We don’t weave our rugs or mill our wheat or cobble shoes or pluck a few hairs from a horse’s tail to make a paintbrush capable of rendering the slenderest of lines. Not that I want to pluck hairs from a horse’s tail for any reason. But I would like to reconnect with my hands, my physical self. This sensation of disconnect between the work we do and our physical lives was underscored by reading Virginia Lee Burton: A Life in Art.
She was an artist and author of children’s books. She met publishers’ deadlines, met her own deadlines, cooked, canned food, ran a design collective, danced, raised children and sheep, tended to the ego of her famous sculptor husband, all while entertaining copious friends who stopped by for feasts of lamb roasted over an open fire in the summer and Scandinavian nisu bread and carol-singing around a spinet in the winter. Oh, and she designed and made by hand the family’s annual Christmas card. And another thing: she didn’t seem to irritate people with all this bustling productivity. A quality which would alone justify a biography.
Burton was eminently connected to culture and ideas and the abstract, but practical all the same. Ideas were based in the real world, and design concepts were carried out by hand. The Folly Cove Designers, the group she founded, created incredibly detailed and beautiful designs. They were also the craftsmen and technicians, expected to develop techniques sophisticated enough to meet the aesthetic demands of their designs, and designs rigorous enough to work within the parameters of their technology. They carved these designs into linoleum blocks and inked and pressed the blocks by hand onto fabric to create placemats and tea towels and more – pieces for everyday use. It’s hard to believe that there was a time when our homes were filled with items, from the chamber pot to the silverware, that were made by hand. The Folly Cove Designers insisted on carrying on this tradition by making useful items that were also beautiful, removing art from the realm of the specialist and putting good design back into the hands, literally, of the consumer.
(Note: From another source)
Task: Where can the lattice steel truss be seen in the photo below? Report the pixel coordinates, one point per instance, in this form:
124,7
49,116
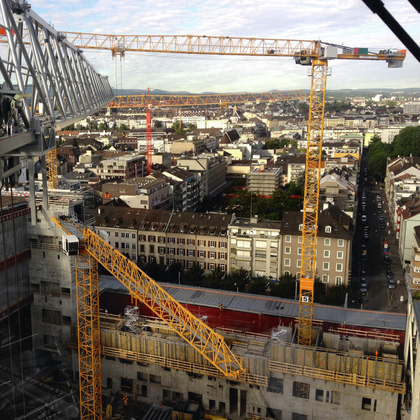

Burton insisted on utilizing the labor-intensive process of the hand-made, not for nostalgia’s sake, but for her own sake, for the sake of living the best life possible. And living the best life possible involves making things. Not all of the time, not everything, but something, and, in doing so, acknowledging that your hands need real work. It sounds overly simplistic, and certainly contemporary life cannot be built brick by handmade brick. But in our hurry to surround ourselves with synthetic materials engineered to make our lives easier, we forget that we ourselves are made up of organic matter. That we are just waiting to be made into compost, and that we recognize ourselves in the natural world and miss being a part of things, so to speak.
Virginia Lee Burton: A Life in Art by Barbara Elleman is a slender volume, and not intended to be comprehensive in matters of design, or craft, or even Virginia Lee Burton herself. But it captured the spirit of a life well-lived. I think I’ll head into my studio now, just after I whip up an apple pie from scratch.